After they removed doe from the first week our opening day harvest numbers plummeted. We only managed to get 1 buck total the first three years after the change when we should have gotten 18 to 30 deer. Part of this is because 2/3rds of our harvests are does and partially because no one was shooting the deer simply stayed put. At that point we stopped staying up till Wednesday as watching nothing but does, spikes and fork horns run by for two straight days didn't do much for camp morale. Without anybody harvesting deer my two cousins started only coming up for the weekend and leaving Sunday night before stopping coming up all together, our other friend decided to use his vacation time elsewhere and the old guy hung it up entirely. Our group of 12 dropped to 6 or 7 in the matter of a couple years with the new rules.
So what does this have to do with the opener moving to Saturday? I fully expect it to fragment our group even more. My uncle and our friend frequently have to work Saturday so they may elect to skip the opening weekend entirely since they would miss the opening day. If people can't hunt the opener then why head up Sunday to only hunt bucks on Monday and Tuesday, they might as well wait till the following weekend when they can also shoot does.
Next thing you know the once special opening day of deer season is now just like any other weekend, traveling up Friday night, hunting Saturday and going home Sunday. Gone would be the five day trip to hunting camp, the three days of hanging out, getting hyped up and ready for the opener on Monday, the campfires the camaraderie and toasts to the good times passed and those ahead. To me it removes what makes the opening day of rifle season so special and cheapens the experience.
So forgive me if I'm not sold on this "change", the changes that would provide a positive benefit with no downside such as Sunday Hunting and allowing semi autos for deer hunting have been shelved while the only change we seem to get is ones that screws over us and many other hunters for my favorite weekend of the year.
Well your story ties in exactly to what Ive said. That being that hunting in PA, especially deer hunting, was at one time a (tradition). All, and I said (all) the schools statewide were closed for the first 3 days of the (bucks only) season when I was in school, and still in some areas when my kids were in school.
But it has slowly changed over the years to being something else. Im now 83 years old, so I definatly qualify as being a fudd. My first season was 1947, 2 years after ww2, and during those war years very little hunting took place as a result of a thing called gas rationing, which placed severe limitations on travel for other than absolute necessities.

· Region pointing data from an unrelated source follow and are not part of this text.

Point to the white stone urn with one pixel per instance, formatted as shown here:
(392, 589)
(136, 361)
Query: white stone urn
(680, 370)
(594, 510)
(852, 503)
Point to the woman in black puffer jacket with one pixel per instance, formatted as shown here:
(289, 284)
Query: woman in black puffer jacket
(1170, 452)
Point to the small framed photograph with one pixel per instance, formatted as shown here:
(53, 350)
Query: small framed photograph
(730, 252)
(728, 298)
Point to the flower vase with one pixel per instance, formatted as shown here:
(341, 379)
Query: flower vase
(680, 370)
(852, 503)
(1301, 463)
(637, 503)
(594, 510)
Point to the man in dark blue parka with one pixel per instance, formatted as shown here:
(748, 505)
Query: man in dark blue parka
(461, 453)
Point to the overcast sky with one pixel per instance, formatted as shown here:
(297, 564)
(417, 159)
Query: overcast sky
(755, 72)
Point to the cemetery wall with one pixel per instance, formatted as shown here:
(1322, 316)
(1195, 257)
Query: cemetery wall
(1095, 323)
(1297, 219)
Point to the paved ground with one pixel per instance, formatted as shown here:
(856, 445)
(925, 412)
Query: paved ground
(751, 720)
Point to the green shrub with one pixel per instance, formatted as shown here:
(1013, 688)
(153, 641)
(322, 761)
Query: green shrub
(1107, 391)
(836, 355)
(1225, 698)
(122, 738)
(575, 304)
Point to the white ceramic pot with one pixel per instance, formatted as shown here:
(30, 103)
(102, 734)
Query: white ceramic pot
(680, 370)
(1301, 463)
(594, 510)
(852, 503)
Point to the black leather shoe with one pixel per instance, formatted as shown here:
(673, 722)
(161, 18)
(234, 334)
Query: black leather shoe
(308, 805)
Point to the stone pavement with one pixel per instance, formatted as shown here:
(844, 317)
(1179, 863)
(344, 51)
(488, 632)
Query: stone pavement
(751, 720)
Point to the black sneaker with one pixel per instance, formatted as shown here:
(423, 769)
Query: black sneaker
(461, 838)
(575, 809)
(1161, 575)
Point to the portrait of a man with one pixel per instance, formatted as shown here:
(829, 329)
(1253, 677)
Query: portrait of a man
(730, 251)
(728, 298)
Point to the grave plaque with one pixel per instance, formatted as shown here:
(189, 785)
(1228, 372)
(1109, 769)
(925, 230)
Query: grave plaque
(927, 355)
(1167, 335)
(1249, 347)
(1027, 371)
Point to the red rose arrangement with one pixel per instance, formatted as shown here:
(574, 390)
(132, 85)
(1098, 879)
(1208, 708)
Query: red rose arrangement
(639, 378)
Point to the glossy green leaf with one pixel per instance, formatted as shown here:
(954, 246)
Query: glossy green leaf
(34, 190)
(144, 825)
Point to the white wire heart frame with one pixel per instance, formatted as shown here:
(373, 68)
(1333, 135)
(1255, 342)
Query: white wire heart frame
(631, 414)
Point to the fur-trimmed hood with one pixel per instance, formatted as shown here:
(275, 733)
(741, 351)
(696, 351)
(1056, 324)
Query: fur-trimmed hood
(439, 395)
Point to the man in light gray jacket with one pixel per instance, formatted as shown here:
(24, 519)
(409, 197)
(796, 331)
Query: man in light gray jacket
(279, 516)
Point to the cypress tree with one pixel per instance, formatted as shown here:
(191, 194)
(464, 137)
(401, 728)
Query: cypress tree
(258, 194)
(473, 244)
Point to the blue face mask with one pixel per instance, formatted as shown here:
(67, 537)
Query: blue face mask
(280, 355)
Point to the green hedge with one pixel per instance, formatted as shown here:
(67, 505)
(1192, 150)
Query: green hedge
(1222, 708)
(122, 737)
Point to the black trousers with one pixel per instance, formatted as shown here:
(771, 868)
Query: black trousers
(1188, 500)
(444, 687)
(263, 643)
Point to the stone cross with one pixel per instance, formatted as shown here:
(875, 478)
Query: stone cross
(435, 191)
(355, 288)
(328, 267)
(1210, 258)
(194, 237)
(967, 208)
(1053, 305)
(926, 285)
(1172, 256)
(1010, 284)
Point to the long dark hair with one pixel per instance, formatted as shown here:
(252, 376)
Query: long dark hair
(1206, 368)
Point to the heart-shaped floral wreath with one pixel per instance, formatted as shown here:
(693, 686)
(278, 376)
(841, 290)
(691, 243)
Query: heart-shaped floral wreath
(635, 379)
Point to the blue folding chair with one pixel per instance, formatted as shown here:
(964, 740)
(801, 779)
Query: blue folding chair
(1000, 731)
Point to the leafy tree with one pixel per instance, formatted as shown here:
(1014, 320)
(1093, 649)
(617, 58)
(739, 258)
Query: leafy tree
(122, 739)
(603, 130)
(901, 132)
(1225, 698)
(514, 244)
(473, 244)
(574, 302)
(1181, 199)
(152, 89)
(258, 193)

Like getting to a defence factory job if you weren't serving in the military. Tires were rationed also, which meant that even if you squirled away some gas stamps, your tires probably wouldn't make the trip anyway. It also took an entire day to travel the roughly 225 or so miles from SE PA to NC PA where a few of us traveled to hunt, mostly in cars having no heat.
As for doe seasons, there weren't any, and when they did start, it was by doe permit only for 2 days after the 2 week buck season was over.
But thats where the first noticeable change in hunter habits began to take place.
More and more hunters gave up on the first days of buck in favor of just the last day or maybe 2, and then staying on till the Monday following which allowed for a sure thing with a doe kill. Thats also when the yelling started seriously over Sunday hunting. I knew a few guys who never killed a deer after many years of hunting, but they always went back, because it was in their blood to do so.
Take a look at where we are today with the country as a whole, and it should come as no surprise as to where we are as for hunting. An average season for our group of 6 to 8 hunters would see 2 bucks killed in a week. A very good season would see 4 at most, and that was by hard hunting by way of organized drives.
So im sorry for my old fudd attitude, but I just cant grasp the need for killing 8 to 10 deer in 2 days of hunting, in order for it to be a worthwhile event.
But thats exactly why so many of those nice old camps are no longer being used.